3.2 Pipe Assemblies

3.2 Pipe Assemblies
Prev	3. Data Processing	Next

Pipe assemblies define what work should be done against a tuple stream, where during runtime tuple streams are read from Tap sources and are written to Tap sinks. Pipe assemblies may have multiple sources and multiple sinks and they can define splits, merges, and joins to manipulate how the tuple streams interact.

There are only five Pipe types: Pipe, Each, GroupBy, CoGroup, Every, and SubAssembly.

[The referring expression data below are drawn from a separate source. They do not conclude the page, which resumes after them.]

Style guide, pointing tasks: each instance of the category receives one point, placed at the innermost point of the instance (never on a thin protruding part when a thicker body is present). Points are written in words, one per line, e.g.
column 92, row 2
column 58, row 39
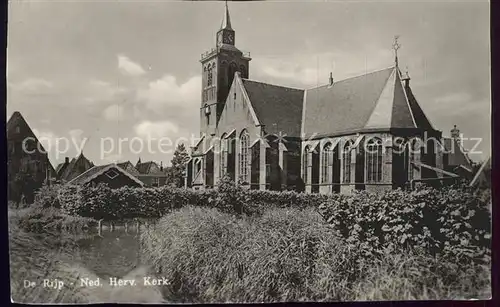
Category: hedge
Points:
column 454, row 221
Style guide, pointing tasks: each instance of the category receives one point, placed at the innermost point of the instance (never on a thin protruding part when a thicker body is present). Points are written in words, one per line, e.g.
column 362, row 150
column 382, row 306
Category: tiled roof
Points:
column 279, row 108
column 17, row 120
column 418, row 113
column 149, row 167
column 129, row 167
column 456, row 154
column 75, row 168
column 98, row 170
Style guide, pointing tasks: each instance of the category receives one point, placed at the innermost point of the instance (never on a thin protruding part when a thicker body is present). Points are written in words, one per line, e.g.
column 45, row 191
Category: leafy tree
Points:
column 175, row 173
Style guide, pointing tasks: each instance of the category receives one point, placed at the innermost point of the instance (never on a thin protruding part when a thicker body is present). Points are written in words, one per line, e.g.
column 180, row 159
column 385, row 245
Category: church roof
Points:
column 148, row 168
column 376, row 100
column 279, row 108
column 483, row 175
column 75, row 168
column 456, row 153
column 373, row 101
column 129, row 167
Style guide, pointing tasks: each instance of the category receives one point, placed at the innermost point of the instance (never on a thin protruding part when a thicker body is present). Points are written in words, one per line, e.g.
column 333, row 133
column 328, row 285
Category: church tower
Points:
column 219, row 66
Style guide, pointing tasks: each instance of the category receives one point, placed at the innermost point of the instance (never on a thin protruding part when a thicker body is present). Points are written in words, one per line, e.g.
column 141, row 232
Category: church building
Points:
column 363, row 133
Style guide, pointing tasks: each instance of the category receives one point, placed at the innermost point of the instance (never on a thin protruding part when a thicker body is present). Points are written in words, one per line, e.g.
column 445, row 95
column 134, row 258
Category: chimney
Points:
column 330, row 80
column 455, row 133
column 406, row 79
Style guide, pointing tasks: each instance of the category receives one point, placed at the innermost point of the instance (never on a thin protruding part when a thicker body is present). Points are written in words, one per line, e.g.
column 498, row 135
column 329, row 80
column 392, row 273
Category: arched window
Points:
column 346, row 162
column 326, row 161
column 413, row 149
column 244, row 157
column 209, row 76
column 305, row 163
column 374, row 160
column 232, row 69
column 243, row 71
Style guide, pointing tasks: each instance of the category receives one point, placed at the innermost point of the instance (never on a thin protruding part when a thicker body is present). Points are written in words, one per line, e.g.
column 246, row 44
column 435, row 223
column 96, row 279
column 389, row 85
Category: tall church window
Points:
column 346, row 162
column 232, row 70
column 244, row 156
column 223, row 156
column 209, row 75
column 305, row 163
column 374, row 160
column 325, row 162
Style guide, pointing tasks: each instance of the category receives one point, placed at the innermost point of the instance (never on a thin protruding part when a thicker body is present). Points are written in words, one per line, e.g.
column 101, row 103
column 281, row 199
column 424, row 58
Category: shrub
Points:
column 452, row 221
column 37, row 218
column 291, row 255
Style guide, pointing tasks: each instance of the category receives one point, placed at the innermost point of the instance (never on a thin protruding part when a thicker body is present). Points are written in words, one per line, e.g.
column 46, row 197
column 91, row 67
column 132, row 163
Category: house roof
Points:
column 456, row 153
column 376, row 100
column 96, row 171
column 278, row 108
column 129, row 167
column 17, row 120
column 71, row 170
column 148, row 168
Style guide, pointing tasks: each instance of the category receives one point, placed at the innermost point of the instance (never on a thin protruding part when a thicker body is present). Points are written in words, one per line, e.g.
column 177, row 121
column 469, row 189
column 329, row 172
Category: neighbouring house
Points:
column 151, row 173
column 482, row 178
column 110, row 174
column 28, row 165
column 68, row 170
column 367, row 132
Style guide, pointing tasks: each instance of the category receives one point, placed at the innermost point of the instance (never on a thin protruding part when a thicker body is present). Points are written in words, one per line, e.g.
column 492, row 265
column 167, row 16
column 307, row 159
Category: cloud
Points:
column 114, row 113
column 157, row 129
column 101, row 91
column 128, row 67
column 454, row 98
column 32, row 85
column 311, row 69
column 166, row 92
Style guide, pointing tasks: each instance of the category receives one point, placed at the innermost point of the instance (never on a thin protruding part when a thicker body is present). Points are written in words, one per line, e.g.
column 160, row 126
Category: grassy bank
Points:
column 37, row 218
column 36, row 257
column 292, row 255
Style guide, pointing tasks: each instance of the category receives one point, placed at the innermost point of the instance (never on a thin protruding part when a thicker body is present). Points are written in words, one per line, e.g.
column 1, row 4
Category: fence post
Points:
column 99, row 226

Pipe: The cascading.pipe.Pipe class is used to name branches of pipe assemblies. These names are used during planning to bind Taps as either sources or sinks (or as traps, an advanced topic). It is also the base class for all other pipes described below.
Each: The cascading.pipe.Each pipe applies a Function or Filter Operation to each Tuple that passes through it.
GroupBy: cascading.pipe.GroupBy manages one input Tuple stream and does exactly as it sounds, that is, groups the stream on selected fields in the tuple stream. GroupBy also allows for "merging" of two or more tuple stream that share the same field names.
CoGroup: cascading.pipe.CoGroup allows for "joins" on a common set of values, just like a SQL join. The output tuple stream of CoGroup is the joined input tuple streams, where a join can be an Inner, Outer, Left, or Right join.
Every: The cascading.pipe.Every pipe applies an Aggregator (like count, or sum) or Buffer (a sliding window) Operation to every group of Tuples that pass through it.
SubAssembly: The cascading.pipe.SubAssembly pipe allows for nesting reusable pipe assemblies into a Pipe class for inclusion in a larger pipe assembly. See the section onSubAssemblies.

Assembling Pipe Assemblies

Pipe assemblies are created by chaining cascading.pipe.Pipe classes and Pipe subclasses together. Chaining is accomplished by passing previous Pipe instances to the constructor of the next Pipe instance.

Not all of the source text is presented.